Thursday, November 29, 2012

Never underestimate the appeal of Microsoft to Enterprises

I have been lucky to be able to work in very diverse environments, from small, highly innovative startups to large enterprises.

And while it is absolutely true that, from a technical perspective, open source solutions rule the internet, Microsoft has a very strong foothold in the corporate world.

OS technologies such as Linux, Ruby, Python, Scala, NoSQL are the foundation of almost all of these internet services and it is surprising to see how the Windows platform is almost considered as an afterthought (if considered at all), when going through technical documentation and so on. It simply is not taken into consideration, and in my view for clear, justifiable reasons.

However, the corporate world is a different beast and ruled by Microsoft. Of course, OS solutions do exist and technologies such as Java are widespread here as well. But you'll be very hard pressed to find an organisation without a Microsoft presence whatsoever.

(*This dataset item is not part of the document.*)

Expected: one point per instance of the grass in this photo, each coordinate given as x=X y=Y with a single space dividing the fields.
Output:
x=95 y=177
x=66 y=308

And that gives Microsoft a (surprising, at least for me) advantage in other areas as well. When discussing potential cloud solutions I was expecting that Amazon Web Services is considered the benchmark in the IaaS area. I am not trying to say that AWS is by default the desired option, but I was expecting that their service would be recognised as the pace setter and some kind of benchmark. And Microsoft technology is certainly a first class citizen at AWS.

I was wrong. The strong relationship MS has built with these enterprises also leaves the impression that the cloud services provided by Microsoft are also some kind of safe harbour for these enterprises exploring cloud based solutions. This is not necessarily based on an objective evaluation of services, costs and service level, it is perception.

And as I have learnt a long time ago: it is the perception that matters!